Gambiarra: Limite e fixe seu Dom0 para usar apenas 1 ou 2 núcleos de CPU, conforme sugerido emhttps://wiki.debian.org/Xen#Other_configuration_tweaksehttps://wiki.xenproject.org/wiki/Tuning_Xen_for_Performance
Etapas de solução alternativa:
1: Em /etc/default/grub, adicione/modifique GRUB_CMDLINE_XEN para conter:
GRUB_CMDLINE_XEN="dom0_max_vcpus=1 dom0_vcpus_pin"
(No meu Dom0, também limito a memória com:dom0_mem=2048Me desligue o balão automático)
2: execute update-grub
para atualizar o bootloader
3: No seu DomU/etc/xen/.cfgarquivos, adicione o seguinte a cada DomU para mantê-lo fora da CPU 0:
cpus="all,^0"
(ou se você limitou a 2 núcleos, use cpus="all,^0-1"
:)
4: Desligue seu DomU e reinicie para obter as novas configurações do kernel. Seu Dom0 agora deve ter apenas um VCPU aparecendo na top
saída
5: Redefina a placa "dias desde o último kernel panic" na sua parede e cruze os dedos!
Fundo:
Uma história triste! Isso começou a acontecer comigo imediatamente após atualizar um DomU ocupado para um novo PowerEdge R710 Dom0. Foi absolutamente brutal solucionar o problema! Aconteceu com apenas um DomU em execução na caixa (portanto, ter 24 VMs não é sua causa raiz). Nada funcionou para pará-lo ou corrigi-lo, ele seria acionado em horários de pico e o erro mudaria de "tempo limite da fila de transmissão esgotado" para erros com o controlador RAID sendo somente leitura. Tentei tudo na sua lista, incluindo mudar para NICs Intel e1000 e um novo chassi físico R710. Eu mexi em vão no BIOS tentando obter a NIC e o RAID em um IRQ separado. Durante uma semana, o servidor explodiu várias vezes ao dia com importantes sites de produção. Foi realmente horrível em todos os sentidos :(
Finalmente, encontrei algum alívio seguindo as sugestões no final deste bug aqui:https://bugs.debian.org/cgi-bin/bugreport.cgi?bug=866952. Embora não fosse nossa descrição de bug (era Dom0 que não inicializa), era atual, Xen e um R710. Ele recomenda reduzir e fixar CPUS Dom0 conformehttps://wiki.xenproject.org/wiki/Tuning_Xen_for_Performance.
Desesperado por algo para tentar, eu tentei e (ZOMG!) funcionou! Limitar o Dom0 para usar apenas duas CPUs e fixar os DomUs para usar apenas os outros núcleos fez com que o problema desaparecesse para mim e permanecesse por mais de 2 meses. Na verdade, eu tinha certeza de que isso resolveria o problema completamente, mas o erro ocorreu novamente na semana passada. Vou tentar reduzir para apenas 1 CPU fixada para o Dom0 a seguir.

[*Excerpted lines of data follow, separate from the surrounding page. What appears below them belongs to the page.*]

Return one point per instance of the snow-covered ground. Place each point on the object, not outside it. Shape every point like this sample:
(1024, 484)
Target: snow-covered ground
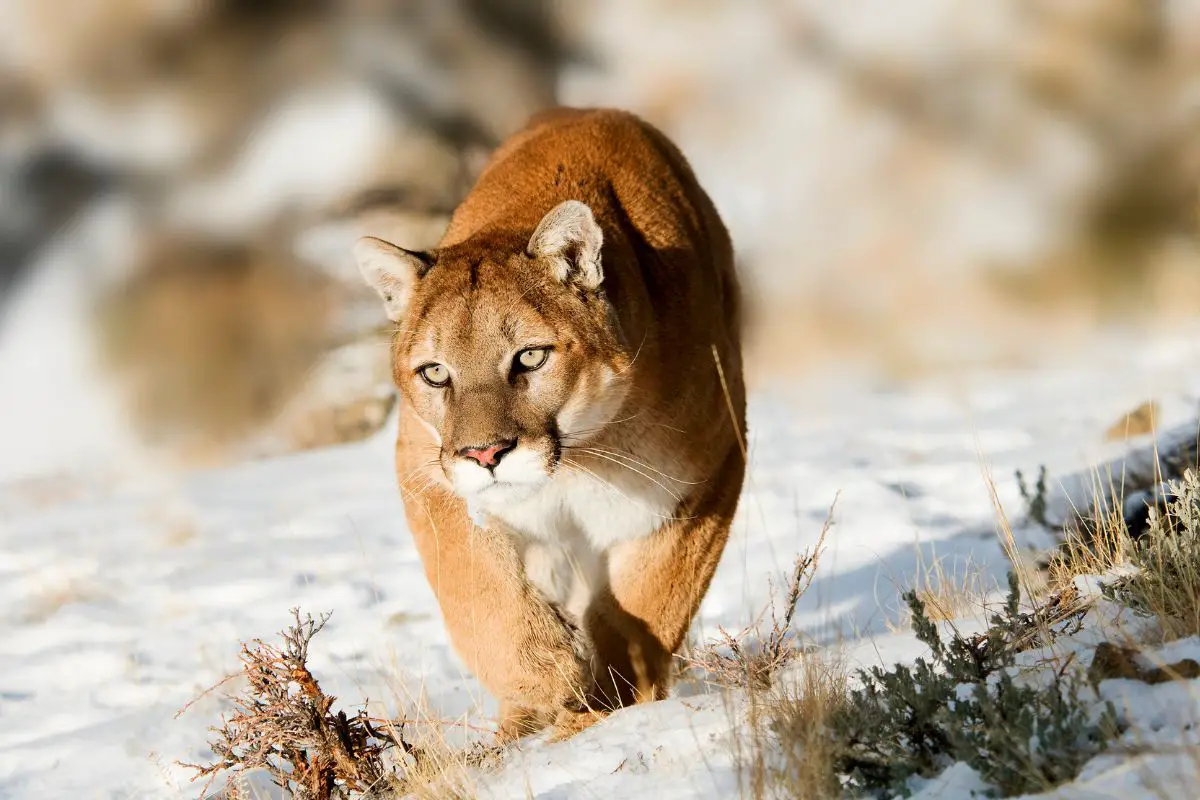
(123, 600)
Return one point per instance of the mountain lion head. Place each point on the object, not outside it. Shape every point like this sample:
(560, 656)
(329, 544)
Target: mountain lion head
(507, 349)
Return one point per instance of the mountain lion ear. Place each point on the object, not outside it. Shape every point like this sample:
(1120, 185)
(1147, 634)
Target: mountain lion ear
(391, 271)
(570, 239)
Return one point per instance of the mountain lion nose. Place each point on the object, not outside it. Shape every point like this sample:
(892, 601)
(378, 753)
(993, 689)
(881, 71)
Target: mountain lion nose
(489, 455)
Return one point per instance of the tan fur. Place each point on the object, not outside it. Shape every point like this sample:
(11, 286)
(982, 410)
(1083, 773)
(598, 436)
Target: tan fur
(568, 578)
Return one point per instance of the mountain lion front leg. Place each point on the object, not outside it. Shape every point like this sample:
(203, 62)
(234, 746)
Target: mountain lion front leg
(521, 647)
(639, 621)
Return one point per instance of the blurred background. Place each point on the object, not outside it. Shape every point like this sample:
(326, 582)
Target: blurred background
(911, 187)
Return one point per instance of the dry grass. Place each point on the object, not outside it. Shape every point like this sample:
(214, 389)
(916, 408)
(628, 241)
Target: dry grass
(951, 594)
(1167, 583)
(749, 657)
(792, 752)
(285, 725)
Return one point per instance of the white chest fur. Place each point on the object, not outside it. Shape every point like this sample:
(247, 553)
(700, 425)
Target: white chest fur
(565, 530)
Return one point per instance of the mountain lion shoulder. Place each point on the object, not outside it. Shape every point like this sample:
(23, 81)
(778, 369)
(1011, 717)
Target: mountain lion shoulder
(570, 447)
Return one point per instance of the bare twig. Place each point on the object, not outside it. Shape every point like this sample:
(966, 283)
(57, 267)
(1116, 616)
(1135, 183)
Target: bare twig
(735, 660)
(285, 725)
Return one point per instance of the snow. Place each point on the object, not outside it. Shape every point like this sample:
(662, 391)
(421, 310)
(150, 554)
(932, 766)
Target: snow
(124, 600)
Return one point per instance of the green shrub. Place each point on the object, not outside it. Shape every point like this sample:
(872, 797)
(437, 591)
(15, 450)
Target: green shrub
(963, 704)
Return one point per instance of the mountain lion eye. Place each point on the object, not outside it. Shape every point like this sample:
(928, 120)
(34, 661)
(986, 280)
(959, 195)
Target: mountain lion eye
(435, 374)
(533, 358)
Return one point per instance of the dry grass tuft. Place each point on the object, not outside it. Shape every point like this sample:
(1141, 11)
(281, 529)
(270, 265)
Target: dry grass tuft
(748, 657)
(951, 594)
(1167, 583)
(286, 726)
(795, 752)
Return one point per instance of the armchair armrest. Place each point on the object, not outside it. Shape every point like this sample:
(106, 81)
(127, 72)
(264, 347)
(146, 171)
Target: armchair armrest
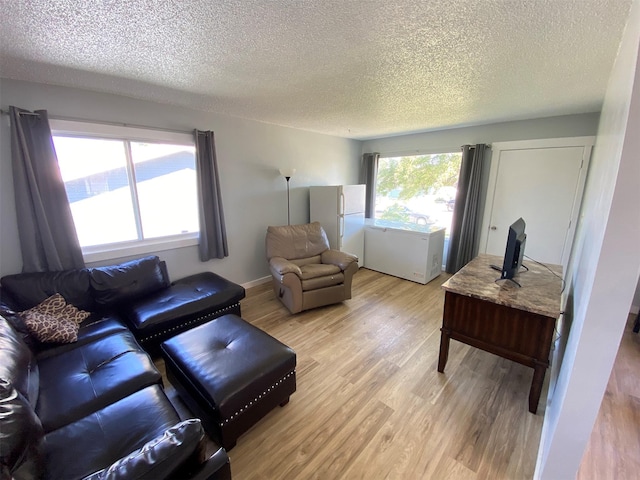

Estou convencido de que o problema é o tratamento de interrupções prejudicado pelo chipset Intel, e nenhuma das soluções alternativas que encontramos online funciona. Isso porque são todos de muitos anos atrás.
Responder2
Não em um R710, mas já vi isso com outros Broadcoms integrados, sempre foi uma NIC com defeito, suspeito que você precisará adicionar uma NIC plug-in ou ficar sem ela.
Você pode verificar isso inicializando a partir de um stick USB simples (não XEN) e saturando a NIC (por exemplo, com alguns netcat
s) - você provavelmente verá algumas mensagens de erro relacionadas a erros de barramento pouco antes da falha.